One right whale mother, Snow Cone, has found herself in the spotlight--and not just because of the welcome news of her calf. When pictures of Snow Cone and her baby surfaced in November, the joyful image of the baby frolickign with its mother were marred by an ugly reminder of the risks facing the species the pictures showed this newborn playing with the dangerous, strong plastic fishing rope tangled in Snow Cone’s mouth.
Those following right whales over the past few years may have heard of Snow Cone, and for good reason. The story of this young right whale mother is emblematic of the plight of the entire species.
This is her story: In December 2019, Snow Cone gave birth to her first calf, a male, off the coast of northeastern Florida. Snow Cone and her new calf traveled into the Gulf of Mexico where boats regularly followed them at a dangerously close distance. Tragically, at only 6-months, Snow Cone’s calf was found dead off the coast of New Jersey, killed by two seperate boat strikes.

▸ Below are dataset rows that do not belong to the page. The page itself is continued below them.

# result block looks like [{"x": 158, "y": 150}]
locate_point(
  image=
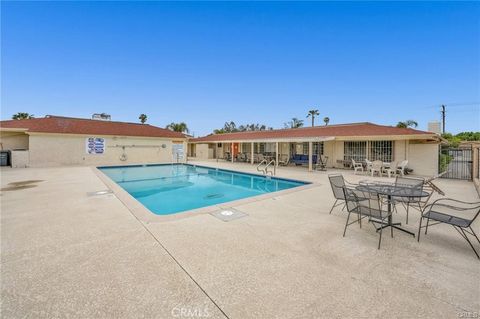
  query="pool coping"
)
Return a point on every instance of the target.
[{"x": 143, "y": 214}]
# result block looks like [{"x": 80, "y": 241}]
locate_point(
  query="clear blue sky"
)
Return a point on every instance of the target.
[{"x": 207, "y": 63}]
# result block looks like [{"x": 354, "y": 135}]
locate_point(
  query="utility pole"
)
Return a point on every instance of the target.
[{"x": 443, "y": 118}]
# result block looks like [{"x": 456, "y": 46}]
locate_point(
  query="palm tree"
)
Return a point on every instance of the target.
[
  {"x": 178, "y": 127},
  {"x": 294, "y": 123},
  {"x": 407, "y": 123},
  {"x": 142, "y": 118},
  {"x": 22, "y": 116},
  {"x": 313, "y": 113}
]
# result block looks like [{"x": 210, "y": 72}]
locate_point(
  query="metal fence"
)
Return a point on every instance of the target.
[{"x": 457, "y": 162}]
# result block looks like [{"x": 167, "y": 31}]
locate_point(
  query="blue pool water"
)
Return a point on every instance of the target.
[{"x": 173, "y": 188}]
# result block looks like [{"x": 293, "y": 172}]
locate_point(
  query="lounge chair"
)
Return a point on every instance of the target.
[
  {"x": 460, "y": 215},
  {"x": 337, "y": 182},
  {"x": 284, "y": 160}
]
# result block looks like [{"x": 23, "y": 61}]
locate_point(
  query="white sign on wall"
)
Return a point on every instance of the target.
[{"x": 95, "y": 145}]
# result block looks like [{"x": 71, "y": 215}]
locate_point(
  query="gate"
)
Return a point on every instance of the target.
[{"x": 457, "y": 162}]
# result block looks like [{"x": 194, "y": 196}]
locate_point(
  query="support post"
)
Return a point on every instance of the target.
[
  {"x": 252, "y": 152},
  {"x": 276, "y": 154},
  {"x": 310, "y": 156}
]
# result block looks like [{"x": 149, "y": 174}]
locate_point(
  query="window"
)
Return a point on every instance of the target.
[
  {"x": 381, "y": 151},
  {"x": 356, "y": 150},
  {"x": 302, "y": 148},
  {"x": 261, "y": 148},
  {"x": 318, "y": 148}
]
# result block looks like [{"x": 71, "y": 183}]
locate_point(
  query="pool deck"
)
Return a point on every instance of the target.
[{"x": 65, "y": 253}]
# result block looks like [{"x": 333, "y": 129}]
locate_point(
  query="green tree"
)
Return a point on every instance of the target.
[
  {"x": 407, "y": 123},
  {"x": 312, "y": 114},
  {"x": 22, "y": 116},
  {"x": 178, "y": 127},
  {"x": 142, "y": 118}
]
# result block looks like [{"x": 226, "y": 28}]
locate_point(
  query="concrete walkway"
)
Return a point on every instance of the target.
[{"x": 68, "y": 254}]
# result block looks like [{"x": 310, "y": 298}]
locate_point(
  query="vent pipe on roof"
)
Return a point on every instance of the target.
[
  {"x": 434, "y": 127},
  {"x": 101, "y": 117}
]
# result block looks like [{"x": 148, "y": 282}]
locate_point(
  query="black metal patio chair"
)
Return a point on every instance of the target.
[
  {"x": 337, "y": 182},
  {"x": 366, "y": 205},
  {"x": 417, "y": 184},
  {"x": 460, "y": 215}
]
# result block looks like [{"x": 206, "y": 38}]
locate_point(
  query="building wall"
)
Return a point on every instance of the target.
[
  {"x": 203, "y": 151},
  {"x": 11, "y": 141},
  {"x": 423, "y": 159},
  {"x": 57, "y": 150}
]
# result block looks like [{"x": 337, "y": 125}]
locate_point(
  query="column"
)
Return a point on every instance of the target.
[
  {"x": 475, "y": 164},
  {"x": 310, "y": 156},
  {"x": 252, "y": 152},
  {"x": 276, "y": 154}
]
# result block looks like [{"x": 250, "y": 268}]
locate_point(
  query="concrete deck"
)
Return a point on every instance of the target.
[{"x": 67, "y": 254}]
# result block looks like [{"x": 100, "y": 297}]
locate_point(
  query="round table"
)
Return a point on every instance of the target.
[{"x": 391, "y": 191}]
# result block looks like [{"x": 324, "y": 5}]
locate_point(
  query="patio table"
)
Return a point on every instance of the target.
[{"x": 391, "y": 191}]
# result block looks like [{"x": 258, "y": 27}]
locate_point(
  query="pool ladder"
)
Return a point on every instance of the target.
[{"x": 267, "y": 164}]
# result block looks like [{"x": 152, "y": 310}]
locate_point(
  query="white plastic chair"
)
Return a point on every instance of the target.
[
  {"x": 401, "y": 168},
  {"x": 369, "y": 166},
  {"x": 377, "y": 167},
  {"x": 357, "y": 166},
  {"x": 391, "y": 169}
]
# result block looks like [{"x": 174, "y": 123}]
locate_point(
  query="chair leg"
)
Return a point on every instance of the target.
[
  {"x": 426, "y": 228},
  {"x": 346, "y": 224},
  {"x": 468, "y": 240},
  {"x": 419, "y": 228},
  {"x": 473, "y": 233},
  {"x": 380, "y": 239},
  {"x": 408, "y": 206},
  {"x": 335, "y": 203}
]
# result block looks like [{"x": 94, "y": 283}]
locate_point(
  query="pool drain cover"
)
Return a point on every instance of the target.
[
  {"x": 99, "y": 193},
  {"x": 213, "y": 196},
  {"x": 228, "y": 214}
]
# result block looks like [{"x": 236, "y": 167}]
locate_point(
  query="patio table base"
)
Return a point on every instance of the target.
[{"x": 395, "y": 225}]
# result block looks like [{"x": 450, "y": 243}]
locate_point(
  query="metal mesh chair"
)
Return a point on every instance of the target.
[
  {"x": 460, "y": 215},
  {"x": 337, "y": 182},
  {"x": 416, "y": 184},
  {"x": 365, "y": 205}
]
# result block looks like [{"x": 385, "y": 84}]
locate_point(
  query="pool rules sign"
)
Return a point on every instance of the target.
[{"x": 95, "y": 145}]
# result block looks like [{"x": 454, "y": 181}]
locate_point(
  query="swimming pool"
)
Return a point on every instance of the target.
[{"x": 172, "y": 188}]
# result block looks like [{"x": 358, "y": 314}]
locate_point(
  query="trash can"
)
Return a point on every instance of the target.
[{"x": 4, "y": 158}]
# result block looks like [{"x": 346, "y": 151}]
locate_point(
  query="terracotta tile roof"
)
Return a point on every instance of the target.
[
  {"x": 68, "y": 125},
  {"x": 354, "y": 129}
]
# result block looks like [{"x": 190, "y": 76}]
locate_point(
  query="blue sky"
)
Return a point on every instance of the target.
[{"x": 205, "y": 63}]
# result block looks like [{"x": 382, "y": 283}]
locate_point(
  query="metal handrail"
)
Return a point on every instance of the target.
[
  {"x": 260, "y": 164},
  {"x": 274, "y": 172}
]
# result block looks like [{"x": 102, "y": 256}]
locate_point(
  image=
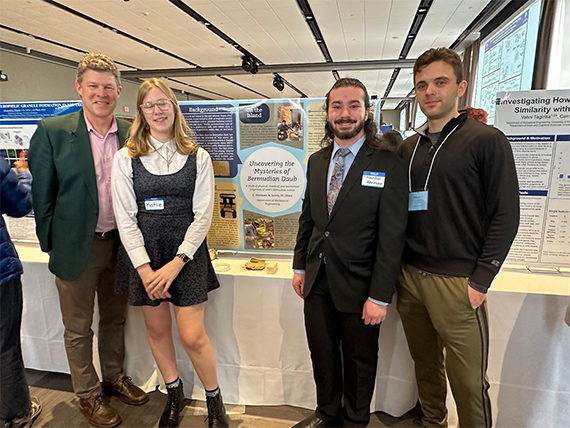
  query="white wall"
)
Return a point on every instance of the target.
[{"x": 391, "y": 117}]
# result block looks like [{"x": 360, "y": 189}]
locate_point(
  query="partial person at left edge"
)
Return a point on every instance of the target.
[
  {"x": 16, "y": 407},
  {"x": 70, "y": 157}
]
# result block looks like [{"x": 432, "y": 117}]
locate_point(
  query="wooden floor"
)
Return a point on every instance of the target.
[{"x": 60, "y": 409}]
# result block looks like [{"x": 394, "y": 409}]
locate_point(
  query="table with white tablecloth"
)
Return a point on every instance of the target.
[{"x": 255, "y": 321}]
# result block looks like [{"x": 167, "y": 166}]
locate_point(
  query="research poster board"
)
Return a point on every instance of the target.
[
  {"x": 537, "y": 123},
  {"x": 259, "y": 149},
  {"x": 18, "y": 122},
  {"x": 506, "y": 59}
]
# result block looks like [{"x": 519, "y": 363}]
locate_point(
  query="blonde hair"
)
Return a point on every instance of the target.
[
  {"x": 97, "y": 62},
  {"x": 138, "y": 142}
]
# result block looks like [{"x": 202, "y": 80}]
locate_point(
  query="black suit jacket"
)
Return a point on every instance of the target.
[{"x": 362, "y": 241}]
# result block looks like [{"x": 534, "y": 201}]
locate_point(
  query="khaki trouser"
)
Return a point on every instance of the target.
[
  {"x": 77, "y": 299},
  {"x": 436, "y": 314}
]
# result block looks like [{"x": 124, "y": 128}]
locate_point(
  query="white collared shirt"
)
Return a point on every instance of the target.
[{"x": 125, "y": 203}]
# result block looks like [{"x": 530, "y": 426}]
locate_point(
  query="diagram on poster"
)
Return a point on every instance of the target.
[{"x": 537, "y": 123}]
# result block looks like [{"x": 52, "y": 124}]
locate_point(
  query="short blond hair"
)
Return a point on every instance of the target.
[
  {"x": 97, "y": 62},
  {"x": 138, "y": 141}
]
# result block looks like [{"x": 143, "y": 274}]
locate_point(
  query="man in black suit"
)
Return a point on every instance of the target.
[{"x": 347, "y": 258}]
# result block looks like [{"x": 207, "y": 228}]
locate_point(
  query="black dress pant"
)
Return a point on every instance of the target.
[
  {"x": 348, "y": 375},
  {"x": 14, "y": 395}
]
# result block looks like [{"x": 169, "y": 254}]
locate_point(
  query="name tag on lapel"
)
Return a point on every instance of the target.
[
  {"x": 154, "y": 204},
  {"x": 373, "y": 179}
]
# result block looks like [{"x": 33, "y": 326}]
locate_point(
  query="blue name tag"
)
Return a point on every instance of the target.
[
  {"x": 373, "y": 179},
  {"x": 418, "y": 201},
  {"x": 154, "y": 204}
]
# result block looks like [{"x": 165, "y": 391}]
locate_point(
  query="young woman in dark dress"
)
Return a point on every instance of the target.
[{"x": 163, "y": 193}]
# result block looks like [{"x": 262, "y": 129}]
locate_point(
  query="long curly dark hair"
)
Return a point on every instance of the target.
[{"x": 370, "y": 127}]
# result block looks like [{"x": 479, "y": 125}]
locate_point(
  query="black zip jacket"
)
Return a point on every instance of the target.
[{"x": 473, "y": 202}]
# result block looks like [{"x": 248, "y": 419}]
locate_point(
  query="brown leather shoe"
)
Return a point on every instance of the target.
[
  {"x": 126, "y": 390},
  {"x": 99, "y": 412}
]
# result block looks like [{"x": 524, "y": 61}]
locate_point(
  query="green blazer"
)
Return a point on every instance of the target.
[{"x": 64, "y": 190}]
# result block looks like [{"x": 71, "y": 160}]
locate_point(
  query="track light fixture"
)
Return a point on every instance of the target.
[
  {"x": 248, "y": 64},
  {"x": 278, "y": 83}
]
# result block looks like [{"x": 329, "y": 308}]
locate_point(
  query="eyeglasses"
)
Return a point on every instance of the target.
[{"x": 163, "y": 105}]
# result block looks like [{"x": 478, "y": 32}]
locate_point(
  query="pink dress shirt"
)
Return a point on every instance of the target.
[{"x": 104, "y": 149}]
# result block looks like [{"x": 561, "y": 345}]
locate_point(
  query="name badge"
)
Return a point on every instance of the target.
[
  {"x": 418, "y": 201},
  {"x": 373, "y": 179},
  {"x": 154, "y": 204}
]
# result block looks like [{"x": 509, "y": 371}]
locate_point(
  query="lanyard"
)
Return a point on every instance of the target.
[{"x": 432, "y": 159}]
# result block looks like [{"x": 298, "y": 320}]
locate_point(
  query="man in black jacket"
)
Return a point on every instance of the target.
[
  {"x": 347, "y": 256},
  {"x": 463, "y": 218}
]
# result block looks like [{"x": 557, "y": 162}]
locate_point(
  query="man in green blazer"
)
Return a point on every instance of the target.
[{"x": 70, "y": 158}]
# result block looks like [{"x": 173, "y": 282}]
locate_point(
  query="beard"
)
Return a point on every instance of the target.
[{"x": 346, "y": 135}]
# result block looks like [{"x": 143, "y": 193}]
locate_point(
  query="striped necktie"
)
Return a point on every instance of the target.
[{"x": 337, "y": 178}]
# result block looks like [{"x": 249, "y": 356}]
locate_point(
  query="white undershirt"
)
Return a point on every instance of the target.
[{"x": 125, "y": 204}]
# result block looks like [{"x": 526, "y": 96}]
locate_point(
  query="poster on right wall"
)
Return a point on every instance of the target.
[{"x": 537, "y": 124}]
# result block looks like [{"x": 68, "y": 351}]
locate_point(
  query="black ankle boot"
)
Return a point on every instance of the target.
[
  {"x": 171, "y": 416},
  {"x": 217, "y": 417}
]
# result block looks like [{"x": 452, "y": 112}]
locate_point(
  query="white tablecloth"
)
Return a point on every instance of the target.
[{"x": 255, "y": 322}]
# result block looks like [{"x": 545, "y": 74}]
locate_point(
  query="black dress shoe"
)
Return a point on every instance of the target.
[
  {"x": 171, "y": 415},
  {"x": 217, "y": 417},
  {"x": 310, "y": 422}
]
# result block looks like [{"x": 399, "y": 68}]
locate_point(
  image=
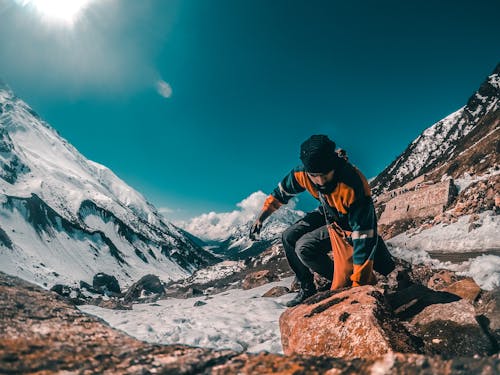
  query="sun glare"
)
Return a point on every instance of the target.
[{"x": 58, "y": 10}]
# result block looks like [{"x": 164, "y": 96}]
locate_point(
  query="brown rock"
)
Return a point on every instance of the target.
[
  {"x": 43, "y": 334},
  {"x": 346, "y": 324},
  {"x": 442, "y": 279},
  {"x": 473, "y": 218},
  {"x": 451, "y": 330},
  {"x": 466, "y": 289},
  {"x": 277, "y": 291},
  {"x": 258, "y": 278}
]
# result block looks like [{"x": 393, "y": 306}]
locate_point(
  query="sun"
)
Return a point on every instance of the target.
[{"x": 65, "y": 11}]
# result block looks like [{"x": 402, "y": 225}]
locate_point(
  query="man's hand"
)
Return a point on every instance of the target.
[{"x": 255, "y": 230}]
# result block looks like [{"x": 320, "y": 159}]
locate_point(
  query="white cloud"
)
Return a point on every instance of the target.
[
  {"x": 219, "y": 225},
  {"x": 91, "y": 57},
  {"x": 166, "y": 210},
  {"x": 164, "y": 89}
]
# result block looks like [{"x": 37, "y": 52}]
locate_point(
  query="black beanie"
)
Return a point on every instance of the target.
[{"x": 318, "y": 154}]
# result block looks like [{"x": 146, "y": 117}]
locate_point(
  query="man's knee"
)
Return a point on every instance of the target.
[{"x": 306, "y": 248}]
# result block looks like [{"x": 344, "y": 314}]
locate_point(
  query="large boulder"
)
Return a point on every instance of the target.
[
  {"x": 451, "y": 330},
  {"x": 148, "y": 287},
  {"x": 349, "y": 324},
  {"x": 489, "y": 313},
  {"x": 106, "y": 284},
  {"x": 466, "y": 289},
  {"x": 259, "y": 278}
]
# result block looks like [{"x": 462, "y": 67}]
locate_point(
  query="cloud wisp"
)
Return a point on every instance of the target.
[{"x": 164, "y": 89}]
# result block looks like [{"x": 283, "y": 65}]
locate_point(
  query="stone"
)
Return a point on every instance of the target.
[
  {"x": 106, "y": 284},
  {"x": 466, "y": 289},
  {"x": 277, "y": 291},
  {"x": 258, "y": 278},
  {"x": 489, "y": 312},
  {"x": 451, "y": 330},
  {"x": 442, "y": 279},
  {"x": 57, "y": 338},
  {"x": 349, "y": 324},
  {"x": 146, "y": 286}
]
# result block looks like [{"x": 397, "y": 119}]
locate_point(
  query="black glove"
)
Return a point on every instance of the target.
[{"x": 255, "y": 230}]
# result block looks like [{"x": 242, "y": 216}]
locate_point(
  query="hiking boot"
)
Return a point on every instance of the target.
[{"x": 301, "y": 296}]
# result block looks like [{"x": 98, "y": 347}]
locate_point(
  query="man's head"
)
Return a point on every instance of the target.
[{"x": 320, "y": 161}]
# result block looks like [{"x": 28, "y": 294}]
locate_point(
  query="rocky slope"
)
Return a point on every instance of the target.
[
  {"x": 465, "y": 141},
  {"x": 41, "y": 333},
  {"x": 65, "y": 218}
]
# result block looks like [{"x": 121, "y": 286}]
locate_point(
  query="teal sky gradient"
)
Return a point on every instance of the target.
[{"x": 250, "y": 81}]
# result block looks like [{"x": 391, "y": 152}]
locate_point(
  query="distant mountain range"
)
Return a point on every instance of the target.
[
  {"x": 227, "y": 234},
  {"x": 468, "y": 140},
  {"x": 66, "y": 218}
]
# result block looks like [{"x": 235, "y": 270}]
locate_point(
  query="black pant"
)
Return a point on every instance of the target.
[{"x": 307, "y": 245}]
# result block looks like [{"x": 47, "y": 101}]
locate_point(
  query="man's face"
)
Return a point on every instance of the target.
[{"x": 321, "y": 180}]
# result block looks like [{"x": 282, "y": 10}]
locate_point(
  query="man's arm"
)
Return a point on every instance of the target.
[
  {"x": 286, "y": 190},
  {"x": 363, "y": 222}
]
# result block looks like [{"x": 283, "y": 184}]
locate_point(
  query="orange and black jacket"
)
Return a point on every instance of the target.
[{"x": 349, "y": 204}]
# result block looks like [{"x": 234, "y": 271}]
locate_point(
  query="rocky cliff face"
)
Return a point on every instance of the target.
[
  {"x": 467, "y": 140},
  {"x": 41, "y": 333}
]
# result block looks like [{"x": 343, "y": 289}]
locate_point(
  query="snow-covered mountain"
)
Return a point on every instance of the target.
[
  {"x": 64, "y": 218},
  {"x": 446, "y": 140},
  {"x": 227, "y": 233}
]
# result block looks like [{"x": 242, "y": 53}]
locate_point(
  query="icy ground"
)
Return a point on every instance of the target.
[
  {"x": 237, "y": 319},
  {"x": 242, "y": 319}
]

Snow Cone, a once excited new mother, was left grieving and alone. Still, she persisted. Less than one year later, Snow Cone was pregnant with her second calf.
At some point in her pregnancy, Snow Cone endured one of the most dangerous situations facing her species: She was entangled in fishing gear.
When fishing gear entangles right whales, the ropes can wrap around their flippers, head, and mouth and cut deeply into their flesh or even amputate their fins. The ropes can hinder their ability to feed and swim properly, leading to a slow death. If they do free themselves, they are sometimes too exhausted to reproduce.
Even though Snow Cone remained entangled in the ropes, she gave birth to a new, healthy calf in late 2021. Although Snow Cone now swims happily alongside her calf, and expends vital energy nursing, the ropes could threaten her ability to properly feed and care for her new baby. Freeing Snow Cone from the ropes could endanger her life. Sadly, as long as she remains in this situation, the future health of her and her calf remains uncertain. Right now, all we can do is hope for the best for Snow Cone and her second calf.
Although we can’t change Snow Cone’s situation right now, we can change the conditions that led to it. We need to do everything we can to ensure the future of this species, and that starts with developing hard and fast rules restricting vessel strikes and preventing fishing gear entanglements. Going forward, we need to make Snow Cone’s tragedy the exception, not the rule.